The nucleo-cytoplasmic export of mRNAs is a highly coordinated process which is tightly coupled to transcription, RNA-processing and -packaging to an export competent messenger ribonucleoprotein-particle (mRNP). This evolutionarily highly conserved process requires two large complexes, the TRanscription and EXport complex 1 and 2 (TREX-1 and TREX-2) for the proper packaging of the mRNAs and for the recruitment of the mRNA export receptor Mex67/Mtr2 (TAP/p15) to allow the translocation of the mRNPs through the nuclear pore complexes (NPC) into the cytoplasm. While TREX-1 complex is located in the nucleus, the TREX-2 complex was found to be localized at the nuclear periphery, due to its stable interaction with the NPC.

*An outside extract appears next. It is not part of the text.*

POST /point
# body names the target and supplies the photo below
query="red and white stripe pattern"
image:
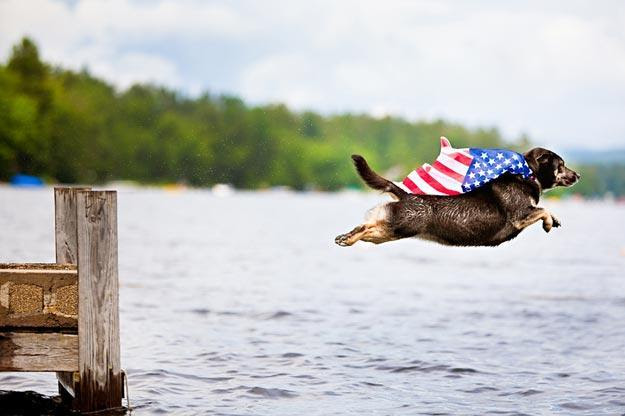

Here we identified and characterized a novel, mobile form of the TREX-2 complex (mTREX-2) in the fission yeast Schizosaccharomyces pombe, which consists of a Sac3 homologue protein Nsc3 and the TREX-2 members Pci2 (S.c. Thp1), Dss1 (S.c. Sem1). Sequence analyses revealed that Nsc3 is evolutionarily conserved up to humans and it shares homology with the more highly conserved N-terminal half of the TREX-2 scaffold protein Sac3, while the NPC interacting C-terminal part of Sac3 is missing. As a consequence, unlike Sac3, Nsc3 is not anchored to the NPC, and it is distributed in the nuclear interior. Loss of Nsc3 leads to mRNA export defects which synergistically increase when combined with a mex67 mutant indicating that Nsc3 plays an important role in the Mex67 mediated mRNA export process. Genome-wide chromatin and RNA co-immunoprecipitation analyses show that the mTREX-2 complex is co-transcriptionally recruited to actively transcribed genes. Nsc3 binds over the entire length of the transcribed genes with a slight increase towards the 3’ end as has been shown for the export receptor Mex67. Interestingly, the mTREX-2 complex binds to the same mRNAs as the TREX-2 complex although these complexes do not show any physical contact in vivo and therefore rather seem to co-exist as independent complexes. Further studies will be required to understand if the TREX-2 complex and its nucleoplasmatic variant act in alternative mRNP biogenesis and export pathways or if they rather complement each other and act at spatiotemporally separate steps to promote a tightly controlled mRNP biogenesis and export process to the cytoplasm.